I woke up this morning with the sun, my neck stiff from laying on this God forsaken bus stop roof. A few zombies had noticed me in the night and were clawing at the metal sides of my refuge. I knew I wouldn't be able to sneak past them, and running past them would have gotten me much more attention than I wanted. So, after a protein bar breakfast, I killed them.
Killing them is getting easier.
It was pretty simple from where I was positioned. I laid flat on my belly, held the fire poker with two hands, and plunged it down through one skull at a time. It took some oomph to get the poker back out of each rotter's skull, but it wasn't more physically challenging than plunging a toilet. After about fifteen minutes there were five dead corpses sprawled around my raised campsite.
So, here comes the fun part.
I can limp along like a zombie and think that my growl is pretty convincing.
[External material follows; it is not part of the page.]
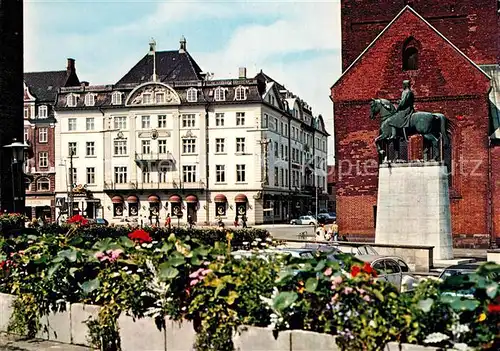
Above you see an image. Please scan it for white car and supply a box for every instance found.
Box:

The late summer heat will help mask my inherent warm-bloodedness when compared to their sun-soaked temperature. All that's left is my smell. And I've got five rotters at my disposal. If I'm going to have any hope of my plan workinging, I'm going to have to slather myself in their decay.
Good thing I know I'm returning home to a working shower and clean clothes.
I'm going to put you away now, dear journal. Don't want to smudge your pages with zombie-slime.